You would not believe how those two little discoveries can change the shape of a man’s work schedule. And since April of this year I have been updating every week, twice a week, providing a comic which is both written and drawn (forget written and drawn well — by webcomic standards the fact that I can write in correctly-spelled English itself is a mirucle). That’s four months of solid work. It makes me wonder. Some small, cynical part of me is doing a calculation.

Life on the Fourth Floor has existed for two years. It has 81 strips in its archive now. That’s quite a lot. So where is everybody? And I don’t mean that in a ‘I want to get rich’ way or a ‘I want to be better than everybody else’ way or even a ‘everybody hates me’ way. Because right now I’d take hate over what we’re looking at now. I don’t have enough readers. I work on this comic every day of the week — writing it, drawing it, tinkering with the site, thinking up new ideas — and I’m thrilled that every month 2000 people read Fourth Floor and come back later on in the week to read more. That means the world to me. It touches me in a way I cannot explain. It’s like my childhood spent watching cartoons and being bad at sports is finally being justified. And isn’t it better for a few people to love something than for a lot of people to just like it? But it’s a shame to put all that work in for so few people to read it. And that’s why I’m publishing free comics on the internet — because in the past I’ve just drawn pictures for myself and the people I know and now I want to widen the net.

Bearing all this in mind, I want you to consider the possibility that I will one day (God forbid) become despondent with the comic’s performance and give up, that a new slump — more terrible than the last — will begin. Right now I feel confident and happy. But if that confidence is shaken the whole thing could go tits-up. I don’t know how long the confidence will last but I do know that it will not last forever. What keeps David positive, what fuels him? Readers. When the numbers go up — even if it’s just by one — you just bought yourself another month of comics. When I get feedback — bam — that’s another two months of free entertainment. When someone criticises me we lose a week.

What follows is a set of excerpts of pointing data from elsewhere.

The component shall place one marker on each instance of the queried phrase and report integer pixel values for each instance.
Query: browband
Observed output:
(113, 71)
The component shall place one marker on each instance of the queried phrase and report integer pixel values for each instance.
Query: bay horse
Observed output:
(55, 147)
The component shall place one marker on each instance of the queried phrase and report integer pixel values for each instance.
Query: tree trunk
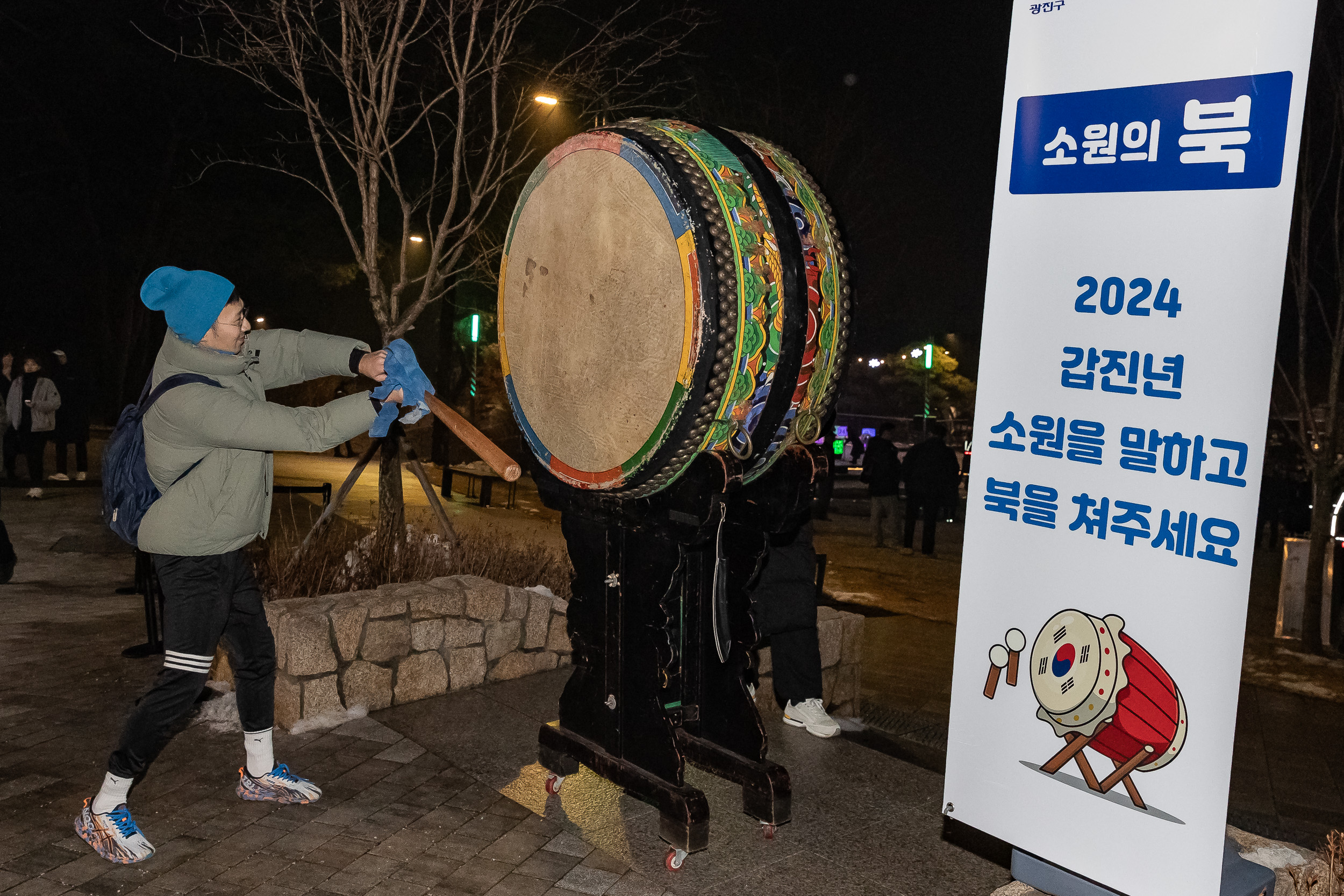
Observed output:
(391, 510)
(1323, 499)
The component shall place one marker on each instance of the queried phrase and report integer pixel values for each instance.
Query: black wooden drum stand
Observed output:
(662, 629)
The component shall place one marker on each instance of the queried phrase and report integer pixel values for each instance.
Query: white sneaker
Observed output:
(113, 835)
(811, 715)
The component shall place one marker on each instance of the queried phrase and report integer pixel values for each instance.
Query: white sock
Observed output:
(261, 757)
(112, 794)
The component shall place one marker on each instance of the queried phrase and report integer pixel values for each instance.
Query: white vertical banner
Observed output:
(1147, 164)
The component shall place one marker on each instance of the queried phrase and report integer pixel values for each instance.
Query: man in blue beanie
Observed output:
(209, 450)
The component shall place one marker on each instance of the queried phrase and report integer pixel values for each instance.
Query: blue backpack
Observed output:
(127, 488)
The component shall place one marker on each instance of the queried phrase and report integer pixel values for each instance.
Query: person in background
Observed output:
(931, 473)
(784, 605)
(31, 409)
(73, 417)
(9, 441)
(882, 473)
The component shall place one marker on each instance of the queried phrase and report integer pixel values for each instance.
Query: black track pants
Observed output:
(785, 607)
(206, 599)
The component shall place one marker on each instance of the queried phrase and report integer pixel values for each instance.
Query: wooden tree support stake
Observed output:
(335, 503)
(449, 535)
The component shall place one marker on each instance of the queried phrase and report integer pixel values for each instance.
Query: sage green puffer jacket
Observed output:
(225, 501)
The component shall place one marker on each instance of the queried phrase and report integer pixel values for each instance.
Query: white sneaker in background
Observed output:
(811, 715)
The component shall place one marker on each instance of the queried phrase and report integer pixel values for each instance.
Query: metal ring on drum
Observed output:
(668, 289)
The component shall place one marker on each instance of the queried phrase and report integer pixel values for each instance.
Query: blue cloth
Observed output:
(190, 300)
(404, 372)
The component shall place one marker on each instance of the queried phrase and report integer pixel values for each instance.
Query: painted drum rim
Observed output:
(714, 276)
(674, 425)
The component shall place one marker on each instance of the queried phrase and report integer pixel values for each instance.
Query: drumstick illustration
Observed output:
(475, 440)
(1017, 641)
(998, 660)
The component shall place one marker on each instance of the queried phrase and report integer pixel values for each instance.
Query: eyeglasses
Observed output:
(241, 320)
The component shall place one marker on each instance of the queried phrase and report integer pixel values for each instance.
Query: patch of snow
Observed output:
(328, 719)
(856, 597)
(1275, 857)
(221, 714)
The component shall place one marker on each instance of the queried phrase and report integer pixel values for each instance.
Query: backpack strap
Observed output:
(171, 382)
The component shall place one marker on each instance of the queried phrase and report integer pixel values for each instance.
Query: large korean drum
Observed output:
(1085, 671)
(670, 289)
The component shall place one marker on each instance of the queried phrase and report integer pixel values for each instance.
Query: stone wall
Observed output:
(404, 642)
(842, 653)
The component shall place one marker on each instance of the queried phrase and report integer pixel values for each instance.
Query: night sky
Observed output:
(109, 135)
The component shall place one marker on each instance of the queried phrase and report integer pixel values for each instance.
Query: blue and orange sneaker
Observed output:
(278, 786)
(115, 835)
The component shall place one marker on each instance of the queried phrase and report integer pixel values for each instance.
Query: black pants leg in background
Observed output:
(926, 507)
(34, 448)
(785, 609)
(81, 456)
(205, 599)
(11, 451)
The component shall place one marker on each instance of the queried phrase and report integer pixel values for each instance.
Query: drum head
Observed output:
(1074, 666)
(598, 310)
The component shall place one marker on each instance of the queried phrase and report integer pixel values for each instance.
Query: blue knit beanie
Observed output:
(190, 300)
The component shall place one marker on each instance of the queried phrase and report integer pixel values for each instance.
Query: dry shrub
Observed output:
(350, 559)
(1324, 876)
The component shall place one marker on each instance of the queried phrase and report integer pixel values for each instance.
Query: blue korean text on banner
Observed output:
(1225, 133)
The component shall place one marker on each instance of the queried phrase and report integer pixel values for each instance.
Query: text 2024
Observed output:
(1111, 297)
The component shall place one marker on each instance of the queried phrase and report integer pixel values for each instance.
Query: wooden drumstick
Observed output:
(1017, 641)
(998, 660)
(475, 440)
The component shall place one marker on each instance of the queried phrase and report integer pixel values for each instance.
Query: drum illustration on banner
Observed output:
(1098, 690)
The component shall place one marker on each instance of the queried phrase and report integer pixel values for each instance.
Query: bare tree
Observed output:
(1310, 372)
(420, 116)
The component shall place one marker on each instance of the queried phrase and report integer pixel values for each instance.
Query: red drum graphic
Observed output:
(1095, 682)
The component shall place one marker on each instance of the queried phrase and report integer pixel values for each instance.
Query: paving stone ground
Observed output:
(396, 820)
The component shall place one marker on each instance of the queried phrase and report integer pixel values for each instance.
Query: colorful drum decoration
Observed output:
(670, 289)
(1092, 679)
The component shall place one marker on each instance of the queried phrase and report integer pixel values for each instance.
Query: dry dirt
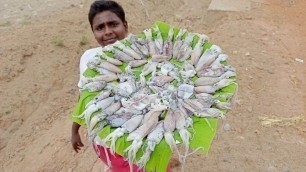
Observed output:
(40, 51)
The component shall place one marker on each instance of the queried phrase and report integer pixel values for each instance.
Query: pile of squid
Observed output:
(149, 87)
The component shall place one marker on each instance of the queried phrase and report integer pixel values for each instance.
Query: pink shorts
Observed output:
(117, 162)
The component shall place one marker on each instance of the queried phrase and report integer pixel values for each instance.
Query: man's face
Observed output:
(108, 28)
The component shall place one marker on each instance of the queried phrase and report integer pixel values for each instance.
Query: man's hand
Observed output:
(75, 137)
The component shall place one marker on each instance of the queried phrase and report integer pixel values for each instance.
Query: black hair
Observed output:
(105, 5)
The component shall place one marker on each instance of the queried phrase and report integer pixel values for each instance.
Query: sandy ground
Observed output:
(40, 50)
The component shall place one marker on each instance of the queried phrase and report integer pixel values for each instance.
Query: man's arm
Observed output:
(75, 137)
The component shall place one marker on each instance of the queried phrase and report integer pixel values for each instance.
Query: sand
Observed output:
(41, 44)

This is where you come in.

If you’re reading this now… well, it’s a three-score miracle since you’re:

  1. A reader.
  2. A reader who actually reads the news posts.
  3. A reader who has read this far down the page without leaving to read Penny Arcade.

If you’re reading this now I want you to do your part to help the comic. Get a friend to visit the site. Direct them to the good comics, the ones you found funniest. Sell it to them. Be an ambassador for me, an evangelist. If my calculations are correct, if I am to have any hope of living off this I need 100 times more readers. I’m going to do my best to make the comic 100 times better but if you’re going to do your part you need to tell 100 friends. Each. And if you’re anything like me… well, I only have about ten. And I don’t even like any of them. So forget 100 friends — let’s try just the one. Let’s see if together we can double the comic’s page-views. If we do that, everyone gets free wallpapers. Forever.

Right now we’re on 123 pages/day. Our goal: 246. Good luck. You rock.